NDLR : A l’occasion de la sortie de son livre Nota bene, 50 ans de management des organisations (Ed. d’Organisation), Luc Boyer nous autorisé à reproduire ici quelques extraits du premier chapitre de son texte passionnant, intitulé « les leçons de l’histoire ».

L’organisation et le management à la période moderne

1. Une évolution générale

Le XV° siècle est marqué par l’arrivée au pouvoir de Louis XI en France, d’Isabelle de Castille en Espagne et de Henri VII en Angleterre qui, tous, rétabliront l’ordre intérieur. Cette convergence de l’arrivée d’un pouvoir central fort n’est pas due au hasard.
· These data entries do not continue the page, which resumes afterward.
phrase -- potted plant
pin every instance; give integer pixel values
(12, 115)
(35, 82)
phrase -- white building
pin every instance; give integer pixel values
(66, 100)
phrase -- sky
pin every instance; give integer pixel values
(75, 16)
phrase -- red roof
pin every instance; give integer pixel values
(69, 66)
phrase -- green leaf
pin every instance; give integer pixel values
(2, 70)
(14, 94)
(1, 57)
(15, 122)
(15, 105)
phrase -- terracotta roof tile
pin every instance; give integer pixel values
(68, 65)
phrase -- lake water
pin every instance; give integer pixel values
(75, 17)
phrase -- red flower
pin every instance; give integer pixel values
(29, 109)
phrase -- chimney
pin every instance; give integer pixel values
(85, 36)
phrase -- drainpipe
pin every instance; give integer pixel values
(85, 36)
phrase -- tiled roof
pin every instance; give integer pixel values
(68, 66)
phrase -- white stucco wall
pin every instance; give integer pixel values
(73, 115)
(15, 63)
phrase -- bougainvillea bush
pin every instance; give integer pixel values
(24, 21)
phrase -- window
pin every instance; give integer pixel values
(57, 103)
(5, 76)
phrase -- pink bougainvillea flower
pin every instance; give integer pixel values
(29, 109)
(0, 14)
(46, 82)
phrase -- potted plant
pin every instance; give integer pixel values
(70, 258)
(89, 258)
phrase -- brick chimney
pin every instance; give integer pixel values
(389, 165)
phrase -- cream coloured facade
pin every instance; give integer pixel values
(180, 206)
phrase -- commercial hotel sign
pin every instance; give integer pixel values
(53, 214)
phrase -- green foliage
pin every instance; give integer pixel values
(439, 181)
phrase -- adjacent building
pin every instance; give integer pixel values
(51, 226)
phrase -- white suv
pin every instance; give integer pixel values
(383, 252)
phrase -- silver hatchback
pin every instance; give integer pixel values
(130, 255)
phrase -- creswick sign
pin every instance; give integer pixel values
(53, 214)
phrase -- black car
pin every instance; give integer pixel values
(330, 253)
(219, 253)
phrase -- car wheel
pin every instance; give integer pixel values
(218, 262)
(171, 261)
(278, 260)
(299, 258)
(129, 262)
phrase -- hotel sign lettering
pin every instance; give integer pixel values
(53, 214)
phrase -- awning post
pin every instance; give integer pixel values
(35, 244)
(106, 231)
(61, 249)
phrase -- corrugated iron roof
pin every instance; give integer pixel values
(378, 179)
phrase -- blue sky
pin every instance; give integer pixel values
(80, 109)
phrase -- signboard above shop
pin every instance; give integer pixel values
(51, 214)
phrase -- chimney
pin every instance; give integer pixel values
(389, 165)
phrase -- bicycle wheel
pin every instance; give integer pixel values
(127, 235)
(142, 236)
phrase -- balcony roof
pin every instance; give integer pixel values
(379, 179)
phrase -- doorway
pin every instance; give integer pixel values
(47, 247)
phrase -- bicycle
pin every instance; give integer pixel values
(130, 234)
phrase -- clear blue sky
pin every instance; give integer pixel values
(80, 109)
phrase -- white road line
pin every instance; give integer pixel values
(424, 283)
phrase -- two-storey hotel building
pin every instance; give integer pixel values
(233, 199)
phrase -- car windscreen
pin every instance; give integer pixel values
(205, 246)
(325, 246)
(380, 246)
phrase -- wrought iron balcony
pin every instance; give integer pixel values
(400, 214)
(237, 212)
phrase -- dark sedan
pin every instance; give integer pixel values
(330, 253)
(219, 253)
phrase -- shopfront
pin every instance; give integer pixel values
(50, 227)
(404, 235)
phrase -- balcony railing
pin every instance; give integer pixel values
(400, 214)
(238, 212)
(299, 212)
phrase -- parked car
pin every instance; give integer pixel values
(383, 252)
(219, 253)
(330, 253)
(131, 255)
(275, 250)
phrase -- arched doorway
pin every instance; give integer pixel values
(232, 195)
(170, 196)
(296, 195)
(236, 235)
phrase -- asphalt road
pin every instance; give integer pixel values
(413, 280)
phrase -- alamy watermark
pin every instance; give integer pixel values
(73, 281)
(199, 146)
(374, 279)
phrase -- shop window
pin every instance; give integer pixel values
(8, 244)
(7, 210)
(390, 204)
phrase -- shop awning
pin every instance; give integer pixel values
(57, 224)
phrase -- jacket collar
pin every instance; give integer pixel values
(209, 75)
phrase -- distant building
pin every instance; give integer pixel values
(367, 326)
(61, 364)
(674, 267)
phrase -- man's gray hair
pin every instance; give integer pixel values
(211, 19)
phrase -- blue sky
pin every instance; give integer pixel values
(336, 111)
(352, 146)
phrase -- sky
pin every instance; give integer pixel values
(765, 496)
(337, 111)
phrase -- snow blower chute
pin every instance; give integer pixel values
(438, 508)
Des innovations de la plus haute importance modifient profondément les rapports entre individus et pouvoir central, donnant à celui-ci la possibilité , la nécessité d’agir comme entrepreneur, régulateur, médiateur. Il en fut ainsi pour la généralisation de l’imprimerie(dont on ne dira jamais assez l’importance), les modifications de la forme des bateaux (les caravelles) et les instruments de navigation (astrolabe…), les armes à feu bien utiles pour favoriser le commerce…  L’Etat, c’est désormais un roi dont la légitimité est de nouveau forte, une bureaucratie chargée de la gestion du royaume et, enfin, divers corps consultatifs que le pouvoir met en place pour être assisté dans l’établissement et l’application de la législation fiscale. Le nouveau système est fondé sur un mécanisme de marché international fonctionnant avec l’aide de l’Etat sans que ce dernier en ait véritablement le contrôle.

Trois conditions ont été nécessaires à cette évolution :

  • un agrandissement du monde géographique concerné ; 
  • la mise au point de méthodes de travail et de contrôle de ce travail, différentes selon les types de production et les régions ;
  • la mise en place d’appareils étatiques puissants.

Le Portugal a joué un rôle pionnier dans cette évolution… C’est le développement urbain qui permettra les premières manifestations du capitalisme, en premier lieu sous une forme commerciale. On les voit apparaître essentiellement dans deux régions économiquement favorisées : les Flandres et l’Italie du Nord. Le commerce maritime avec l’Orient a doté les républiques italiennes d’une grande masse de capitaux et les Pays-Bas ont été l’un des principaux entrepôts entre l’orient et l’Europe du Nord.

L’organisation nouvelle, qui annoncera plus tard la grande industrie, est de type « industrie domestique » caractérisée par l’importance des corps de métiers et la parcellisation des unités de production. Les artisans, surtout dans les métiers de l’alimentation, du bâtiment et du vêtement disposent eux-mêmes de leurs moyens de production ; ils travaillent seuls ou avec un ou deux compagnons et vendent directement. Le régime corporatif - l’organisation des communautés de métier - tend à maintenir l’artisan dans une situation assez humble, en s’opposant à la concurrence, en limitant le nombre d’apprentis et en assurant à tous la main-d’oeuvre mais en quantité limitée.

Dans l’immense majorité des villes, les corporations ont maintenu le régime de la petite industrie. C’est seulement dans les corporations marchandes qu’une différenciation s’est produite entre les maîtres et que l’investissement a pu croître. C’est en tout cas dans ce contexte de structuration des métiers que vont, petit à petit, se développer les premières industries. Pourtant, s’il existe quelques entreprises que l’on pourrait qualifier de privée, elles sont largement soumises au contrôle et à la réglementation étatique.

Le plus curieux est que, pendant cette période d’initialisation, l’idéologie dominante n’était pas celle de la libre entreprise ou de l’individualité mais celle de l’étatisme ou de la rison d’Etat. Excepté peut-être aux Pays-Bas (les Provinces Unies), cette omniprésence de l’Etat intervient selon deux schémas tout à fait différents :

  • soit, il s’agit de protéger les commerçants et les producteurs et de créer des conditions favorables à leur développement ;
  • soit, il s’agit, de façon résolue et autoritaire de créer une industrie.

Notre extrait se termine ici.